James Quayson seeks review against SC ruling on Judge’s prohibition

Lawyers of restrained Member of Parliament for Assin North James Gyakye Quayson led by Tsatsu Tsikata have filed a review application at the Supreme Court urging the apex court to review its earlier decision on High Court Judge’s prohibition.

On November 30, the Supreme Court panel of five dismissed an application for Certiorari and Prohibition filed by James Gyakye Quayson against the High Court judge in Accra on his criminal trial.

The panel chaired by Justice Jones Victor Dotse ruled that the ‘motion for Certiorari and Prohibition against the July 12, 2022 decision of the High Court (Criminal Division) has no merit and accordingly dismissed it.

Fast forward, the lawyers have filed a motion asking the Supreme Court to review its own decision.

In court on Wednesday, January 18, when the case was called, the enhanced seven-member panel chaired by Justice Jones Dotse had to adjourn to March 1 for a hearing.

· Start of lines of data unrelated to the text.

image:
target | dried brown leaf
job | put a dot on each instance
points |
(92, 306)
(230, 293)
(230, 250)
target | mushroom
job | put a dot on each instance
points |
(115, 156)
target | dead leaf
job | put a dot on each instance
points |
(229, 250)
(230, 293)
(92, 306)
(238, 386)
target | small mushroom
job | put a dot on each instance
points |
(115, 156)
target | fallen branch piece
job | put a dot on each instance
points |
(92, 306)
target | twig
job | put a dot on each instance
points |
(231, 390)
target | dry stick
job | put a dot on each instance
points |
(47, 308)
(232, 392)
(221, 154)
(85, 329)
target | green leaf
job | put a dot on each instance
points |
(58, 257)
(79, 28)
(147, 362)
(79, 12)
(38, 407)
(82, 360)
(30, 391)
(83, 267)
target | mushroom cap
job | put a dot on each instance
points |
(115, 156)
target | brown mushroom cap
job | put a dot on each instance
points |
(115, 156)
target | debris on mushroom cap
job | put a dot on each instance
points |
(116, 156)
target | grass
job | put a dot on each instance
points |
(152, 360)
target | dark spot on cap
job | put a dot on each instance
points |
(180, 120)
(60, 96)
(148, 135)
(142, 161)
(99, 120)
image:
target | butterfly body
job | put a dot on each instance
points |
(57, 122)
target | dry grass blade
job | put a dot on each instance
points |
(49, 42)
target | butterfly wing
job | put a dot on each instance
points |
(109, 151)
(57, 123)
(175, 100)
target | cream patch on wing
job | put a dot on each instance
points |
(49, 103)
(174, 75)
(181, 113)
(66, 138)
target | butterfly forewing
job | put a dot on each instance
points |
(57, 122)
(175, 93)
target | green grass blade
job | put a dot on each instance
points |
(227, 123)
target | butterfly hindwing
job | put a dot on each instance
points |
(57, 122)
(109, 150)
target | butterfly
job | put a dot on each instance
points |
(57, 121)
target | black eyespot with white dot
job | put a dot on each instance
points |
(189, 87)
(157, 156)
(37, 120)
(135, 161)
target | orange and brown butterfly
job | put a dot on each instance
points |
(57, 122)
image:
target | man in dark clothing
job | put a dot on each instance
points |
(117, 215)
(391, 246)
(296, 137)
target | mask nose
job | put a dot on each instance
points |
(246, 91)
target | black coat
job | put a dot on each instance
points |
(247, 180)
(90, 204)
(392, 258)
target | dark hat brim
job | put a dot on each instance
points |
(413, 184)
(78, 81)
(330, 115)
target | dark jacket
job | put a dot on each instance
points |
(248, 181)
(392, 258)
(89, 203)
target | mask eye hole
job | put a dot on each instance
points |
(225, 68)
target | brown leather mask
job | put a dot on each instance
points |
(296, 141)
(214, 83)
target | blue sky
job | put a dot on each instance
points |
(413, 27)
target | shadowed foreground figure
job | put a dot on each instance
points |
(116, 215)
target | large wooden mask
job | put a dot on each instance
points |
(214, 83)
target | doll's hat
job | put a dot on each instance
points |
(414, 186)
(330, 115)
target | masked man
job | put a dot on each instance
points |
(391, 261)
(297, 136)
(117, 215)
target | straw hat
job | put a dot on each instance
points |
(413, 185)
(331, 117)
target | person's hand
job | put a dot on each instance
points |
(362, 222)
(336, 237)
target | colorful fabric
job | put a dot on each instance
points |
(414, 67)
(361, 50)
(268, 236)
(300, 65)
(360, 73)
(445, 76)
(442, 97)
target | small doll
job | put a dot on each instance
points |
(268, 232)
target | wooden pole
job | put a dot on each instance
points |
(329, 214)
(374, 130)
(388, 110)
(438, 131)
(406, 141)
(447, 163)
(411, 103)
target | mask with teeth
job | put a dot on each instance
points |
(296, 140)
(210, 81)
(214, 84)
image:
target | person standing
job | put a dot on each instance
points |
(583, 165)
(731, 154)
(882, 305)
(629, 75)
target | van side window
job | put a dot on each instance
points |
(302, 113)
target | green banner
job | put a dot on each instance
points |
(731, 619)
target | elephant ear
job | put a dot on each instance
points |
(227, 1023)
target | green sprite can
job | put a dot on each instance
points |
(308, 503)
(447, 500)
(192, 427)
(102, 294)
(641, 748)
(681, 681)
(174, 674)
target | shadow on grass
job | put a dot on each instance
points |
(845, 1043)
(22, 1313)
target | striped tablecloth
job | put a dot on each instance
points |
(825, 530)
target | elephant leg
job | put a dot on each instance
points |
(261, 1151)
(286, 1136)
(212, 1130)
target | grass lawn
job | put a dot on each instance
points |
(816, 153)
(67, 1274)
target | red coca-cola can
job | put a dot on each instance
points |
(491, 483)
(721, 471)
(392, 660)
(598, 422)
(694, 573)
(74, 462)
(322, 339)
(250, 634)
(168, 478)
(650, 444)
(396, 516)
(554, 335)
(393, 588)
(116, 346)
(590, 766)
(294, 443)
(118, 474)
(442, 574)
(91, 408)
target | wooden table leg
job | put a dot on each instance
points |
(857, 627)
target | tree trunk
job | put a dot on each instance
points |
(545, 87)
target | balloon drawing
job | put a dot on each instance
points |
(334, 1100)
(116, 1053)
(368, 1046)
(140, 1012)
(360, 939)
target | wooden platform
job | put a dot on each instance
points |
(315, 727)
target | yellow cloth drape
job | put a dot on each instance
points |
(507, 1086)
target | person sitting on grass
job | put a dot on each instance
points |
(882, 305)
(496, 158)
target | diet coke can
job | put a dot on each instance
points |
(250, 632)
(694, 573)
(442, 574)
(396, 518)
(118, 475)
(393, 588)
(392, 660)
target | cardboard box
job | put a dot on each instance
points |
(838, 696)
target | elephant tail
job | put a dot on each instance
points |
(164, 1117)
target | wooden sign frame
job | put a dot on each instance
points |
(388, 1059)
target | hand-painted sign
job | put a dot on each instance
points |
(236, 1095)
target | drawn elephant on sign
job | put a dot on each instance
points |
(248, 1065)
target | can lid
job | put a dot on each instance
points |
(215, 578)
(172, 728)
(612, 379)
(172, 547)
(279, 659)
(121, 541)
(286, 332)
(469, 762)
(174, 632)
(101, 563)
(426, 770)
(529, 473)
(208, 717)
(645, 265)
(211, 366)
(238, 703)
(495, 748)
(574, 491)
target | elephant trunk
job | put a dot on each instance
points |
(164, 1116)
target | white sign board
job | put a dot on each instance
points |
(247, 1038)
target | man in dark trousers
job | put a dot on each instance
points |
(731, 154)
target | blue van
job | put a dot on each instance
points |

This was after counsel for the applicant, Tsikata had prayed for time to be able to file additional grounds to their case because of the delay in receiving the full ruling of the court.

According to him, the court had indicated after the ruling on November 30, last year, that the full decision was going to be ready on December 6.

However, they only received the full ruling on January 16, hence the need to file additional processes.

The Director of Public Prosecution Yvonne Atakora Obuobisa who led the team from the Attorney General’s department also said they received the ruling on January 17 and would want to file their statement of the case.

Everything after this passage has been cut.